What Is the Artificial Maintenance of Kidney Function?

The artificial maintenance of kidney function refers to medical procedures that take over the roles of failing kidneys. These interventions are necessary when the kidneys can no longer adequately filter waste products and excess fluid from the blood. They are important for sustaining life and managing the health complications that arise from kidney failure.

Understanding Kidney Failure

Healthy kidneys perform several functions beyond filtering waste. They balance electrolytes like sodium and potassium, regulate fluid levels, and produce hormones such as erythropoietin, which stimulates red blood cell production, and renin, which influences blood pressure. Kidneys also help activate vitamin D, involved in calcium regulation.

When kidneys fail, their ability to perform these functions declines, often to less than 15% of normal levels. This leads to a buildup of waste products, such as urea and creatinine, and excess fluid in the body. This accumulation can cause symptoms like swelling in the limbs, fatigue, nausea, and confusion, and can lead to complications including anemia, high blood pressure, and heart disease.

Hemodialysis

Hemodialysis is a method for artificially maintaining kidney function, involving an external machine called a dialyzer. This process filters blood outside the body to remove waste products and excess fluid. Before treatment, a vascular access point is created, such as an arteriovenous (AV) fistula, an AV graft, or a catheter, allowing for efficient blood flow to and from the machine.

During a hemodialysis session, blood is drawn from the patient’s access point and circulates through the dialyzer. Inside the dialyzer, blood passes through a semi-permeable membrane. On the other side, a special solution called dialysate flows, designed to draw out waste products and extra fluids from the blood through diffusion and ultrafiltration. Diffusion allows waste substances to move from higher concentration in the blood to lower concentration in the dialysate, while ultrafiltration removes fluid based on pressure gradients.

After the blood is purified and its fluid and electrolyte balance restored, it is returned to the patient’s body. Hemodialysis treatments typically last about four hours and are performed three times a week, though the schedule can vary based on individual patient needs. This procedure can be conducted in a specialized clinic or, in some cases, at home with proper training and equipment.

Peritoneal Dialysis

Peritoneal dialysis offers an alternative to artificial kidney function, utilizing the peritoneum, the natural lining of the abdomen, as an internal filter. This method involves introducing a sterile dialysate solution into the peritoneal cavity through a surgically placed catheter. The peritoneum contains numerous blood vessels, allowing it to act as a semi-permeable membrane for filtering waste.

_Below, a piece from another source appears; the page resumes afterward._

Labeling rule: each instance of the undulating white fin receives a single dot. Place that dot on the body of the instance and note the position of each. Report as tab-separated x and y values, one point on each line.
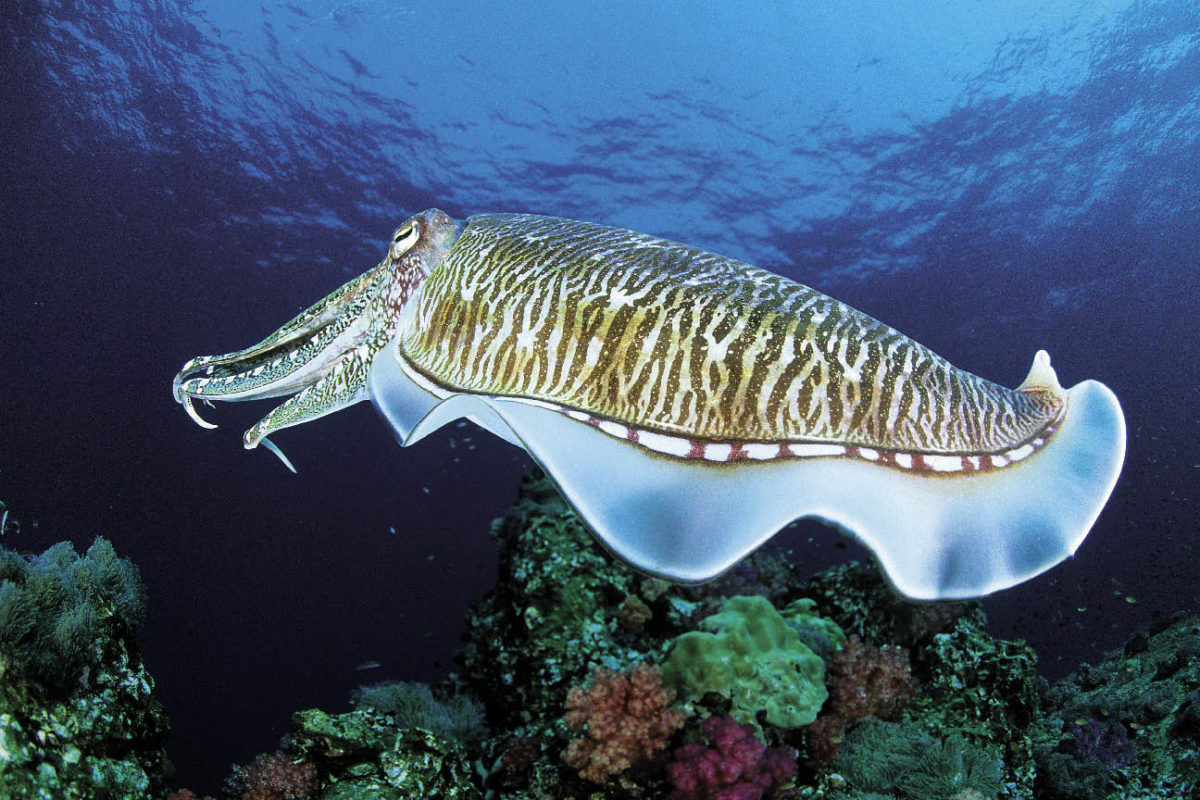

As the dialysate dwells in the peritoneal cavity, waste products and excess fluid from the blood vessels in the peritoneum pass into the solution. This exchange occurs over several hours, during which the dialysate absorbs toxins such as urea, creatinine, and excess electrolytes. After the prescribed dwell time, the waste-laden dialysate is drained from the abdomen and discarded, and fresh dialysate is introduced.

Two primary types of peritoneal dialysis exist. Continuous Ambulatory Peritoneal Dialysis (CAPD) is a manual method where the patient performs exchanges throughout the day, typically 3-5 times daily, with each exchange taking about 30 minutes. Automated Peritoneal Dialysis (APD) uses a machine called a cycler to perform multiple exchanges overnight while the patient sleeps. Both methods allow for greater flexibility compared to in-center hemodialysis, as they can often be performed at home or even while traveling.

Life with Artificial Kidney Function

Living with artificial kidney function requires adjustments to a patient’s daily routine and lifestyle. Adherence to treatment schedules is important for managing the condition and maintaining health. These therapies become a regular part of life, often dictating daily planning and activities.

Dietary considerations are an important part of managing artificial kidney function. Patients need to restrict fluid intake to prevent fluid overload between treatments and limit certain minerals like potassium and phosphorus, which can build to harmful levels. Working with a dietitian helps patients create meal plans that balance nutritional needs with these restrictions.

Medication management is also a regular part of life with artificial kidney function. Patients take medications to manage blood pressure, anemia, bone health, and other complications. Despite these changes, artificial kidney function allows individuals to manage their condition, extend their lives, and maintain a quality of life, enabling participation in many aspects of daily living.